Ivory’s stomach grumbled, as he had not eaten much since the night before. “A blind man and a Jap,” he answered as his stomach grumbled again.
“A blind man and a jap,” Fryback repeated thoughtfully.
“Yep, and a nightingale named Stella.”
“Stella Tate?” Fryback asked.
“All I know is that her name is Stella, a woman in her forties, with a heart of gold.”
“It sounds like the Stella I know, and you’re right, she is a nightingale if there ever was one.” I’ll give Stella a call, he thought. First this man needs to eat. “Are you able to keep down any solid food?”
“Yesterday I had Spam and eggs.” He wet his lips. “And toast with... a dab of butter. I couldn’t eat the Spam. It made my stomach ache,” Ivory said, his mouth watering. “Real butter. It wasn’t much bigger than a tiny old postage stamp, but damn, I haven’t tasted anything that sweet since China.”
“You remember China?” Doctor Fryback stood, turned Ivory’s wheel chair around and guided him out the door. Most of the enlisted-rank patients were in dorms, twenty-four to thirty to a room. Ivory was to receive special treatment. Now that Ivory was no longer a wait-and-see patient, Doctor Fryback would do everything possible to make sure Ivory survived. His proudest day would be the day Ivory Burch walked out of Oak Knoll on his own.
“Do we remember China?” He turned slightly to see if the sarge was still there. He was. “Yes, I remember China. It’s not easy, because back then everyone was alive, life was a grand adventure, we thought we were invincible. It’s hard to go back: the faces, so many... so many.
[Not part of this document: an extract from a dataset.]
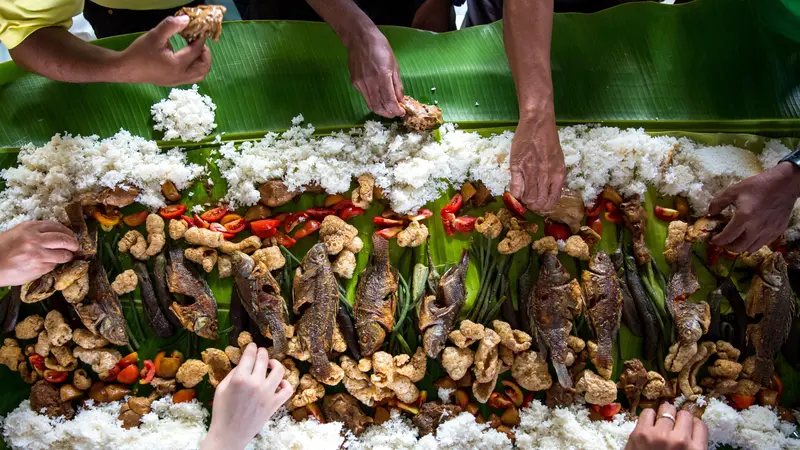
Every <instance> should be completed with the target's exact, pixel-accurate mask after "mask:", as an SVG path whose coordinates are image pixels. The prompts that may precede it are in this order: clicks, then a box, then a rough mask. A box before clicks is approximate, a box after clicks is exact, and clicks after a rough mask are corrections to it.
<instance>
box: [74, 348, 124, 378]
mask: <svg viewBox="0 0 800 450" xmlns="http://www.w3.org/2000/svg"><path fill="white" fill-rule="evenodd" d="M72 355H73V356H75V357H76V358H78V359H80V360H81V362H83V363H84V364H89V365H91V366H92V370H93V371H94V372H95V373H98V374H100V373H105V372H108V371H109V370H111V369H113V368H114V366H116V365H117V363H118V362H119V360H120V359H122V355H121V354H120V353H119V352H118V351H116V350H114V349H113V348H96V349H85V348H83V347H75V348H74V349H72Z"/></svg>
“Doc, China was long ago, most of what I remember happened before the war. Everything else is a blank. I remember waking up on December 8th at Camp Holcomb, in Chingwangtao. My unit was to ship out on the 10th. We were surrounded by thousands of Japs. There were not enough of us to stand and fight. I... I...” His voice faltered. The sarge limped along behind followed by more shadows of the dead. Ivory’s pallor paled as he grew silent.
Whether it was from exhaustion or the repressed memories, Doctor Fryback couldn’t tell. “Go on.”
Ivory didn’t answer. He just stared ahead in silence. After a moment he licked his lips, then whispered two words: “Real butter.”
A blind man and a Jap... huh, Doctor Fryback thought. He patted Ivory on his shoulder and steered him down a long white hospital corridor. A blind man and a Jap? Just when you think you’ve heard it all, something new always seems to manifest itself.